Маятник качнулся снова. На сей раз власть перешла в руки к упертому фанатику по имени Иосия, и в течение его тридцатилетнего правления мисс Раковина и мистер Посох старались не привлекать к своим скромным особам излишнего внимания и лишь по ночам скитались от одного тайного святилища к другому. А надо сказать, что пустыня возле Мертвого моря буквально кишела такими святилищами. Если провести параллель с человеческой славой, то можно сказать, что Раковина и Посох были вынуждены довольствоваться небольшими пригородными клубами после длительной звездной карьеры, например, в Голливуде. Тем не менее, к их чести, ни он, ни она не страдали никакими комплексами. Наоборот. Не зря же Первый Храм служил своему народу чем-то вроде казначейства, академии, семинарии, конференц-зала и декораций к разного рода ток-шоу, и в нем постоянно кипели бурные политические, экономические и богословские дебаты (не говоря уже о сексуальных загулах), отчего не раз возникала угроза, что в эти бесконечные дискуссии окажется втянута сама Святая Святых. Грубые же святилища в пустыне, хотя и жили в вечном страхе яхвистских репрессий, неизменно привечали у себя и Раковину, и Посох, давая им возможность отдохнуть телом и душой после заговоров и интриг, что неизменно отравляли мед в ульях властей предержащих.
Хотите верьте, а хотите нет – лично у меня от этого уже голова идет кругом, – но соперничество между Яхве и Астартой ничуть не утихало. После смерти Иосии его приемник, царь Иехоаким, тотчас дал задний ход реформам своего предшественника (не иначе, как чары Древней Богини все еще были сильны), и мисс Раковина и господин Посох, слегка постаревшие от едкой соли, песчаных бурь и копоти костров, были возвращены из усеянной валунами пустыни, чтобы вновь занять подобающее им место в Великом Храме. С 609 по 586 год до Р.Х. они пребывали в числе других жреческих прибамбасов, выступая в роли громоотводов, что способны притягивать к себе капризные молнии Астарты. Кстати, если верить тому, что о них говорят, каждая такая молния способна нанести по человеческой психике мощный удар, сорвав с нее все и всяческие цепи, что приковывают ее к земной юдоли труда и слез. И тогда…

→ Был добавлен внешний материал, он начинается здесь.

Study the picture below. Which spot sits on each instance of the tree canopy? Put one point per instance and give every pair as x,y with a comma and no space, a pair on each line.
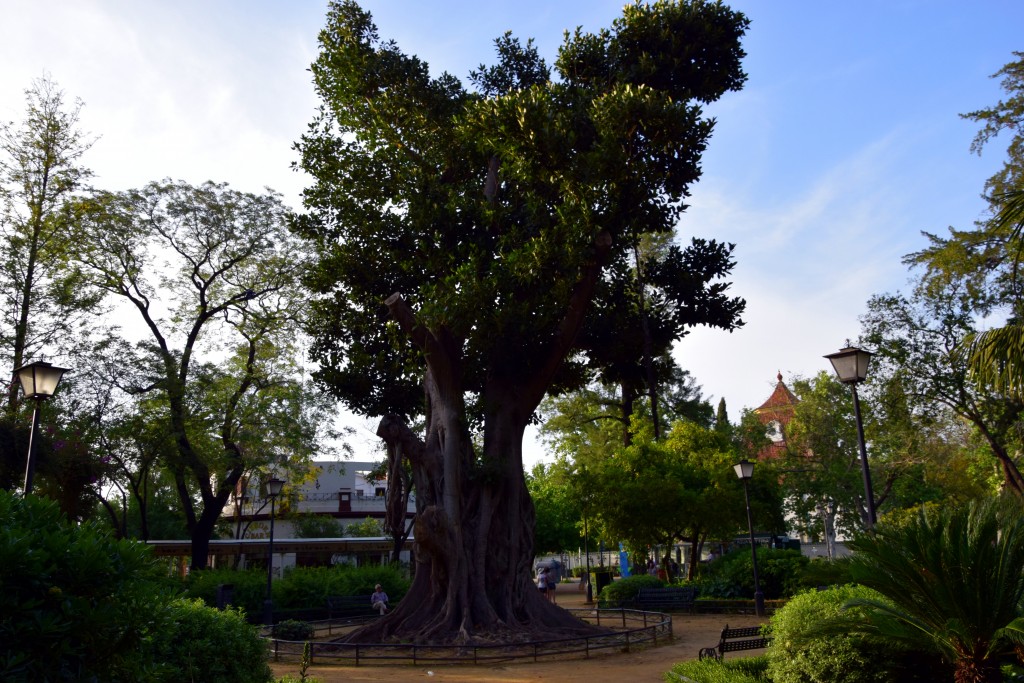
462,235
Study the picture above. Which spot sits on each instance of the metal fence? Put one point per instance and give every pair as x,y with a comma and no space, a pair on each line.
631,628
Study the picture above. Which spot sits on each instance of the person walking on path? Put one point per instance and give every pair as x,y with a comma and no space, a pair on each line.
378,600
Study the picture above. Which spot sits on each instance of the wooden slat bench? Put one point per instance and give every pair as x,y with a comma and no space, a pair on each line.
734,640
671,599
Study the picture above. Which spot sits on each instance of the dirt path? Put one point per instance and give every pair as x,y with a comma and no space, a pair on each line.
690,634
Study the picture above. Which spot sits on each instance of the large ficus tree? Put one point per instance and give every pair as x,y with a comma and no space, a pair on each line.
462,235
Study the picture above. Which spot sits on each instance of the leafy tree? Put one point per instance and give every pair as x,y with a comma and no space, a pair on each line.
640,311
822,462
654,493
367,527
462,237
49,306
559,514
987,258
212,274
951,584
914,338
804,650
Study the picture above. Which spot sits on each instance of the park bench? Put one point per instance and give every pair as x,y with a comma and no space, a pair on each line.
734,640
347,605
670,599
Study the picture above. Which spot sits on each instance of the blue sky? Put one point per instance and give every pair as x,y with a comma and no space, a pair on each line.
843,146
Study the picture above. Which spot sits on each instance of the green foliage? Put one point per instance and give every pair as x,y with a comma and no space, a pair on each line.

Однажды вечером, когда закатный свет смягчил резкие очертания города, когда от очагов, подобно бородам возносящихся пророков, в тускнеющее небо поднимались клубы дымков, Раскрашенный Посох перенесли на крышу Храма. Внизу под ним – во всем своем убожестве и великолепии – распростерся Иерусалим – заросший колючим кустарником, продуваемый ветрами, иссушенный солнцем город на холмах – жесткий в линиях крыш, гибкий в том, что касается духа, какой-то слегка окосевший от всех этих вечных завоеваний и суеверий, культов и караванов, грабителей и философов, спасителей и разрушителей. И несмотря на это – обитаемое место, убежище, что сейчас погружалось в ночь, полную простых и приятных мелочей, таких, как мехи с вином, пресные лепешки, храп, молитвы и объятия. Его каменные веки уже смежились, забыв про один-единственный долг, который, как я опасаюсь, ему однажды придется улаживать с вечностью.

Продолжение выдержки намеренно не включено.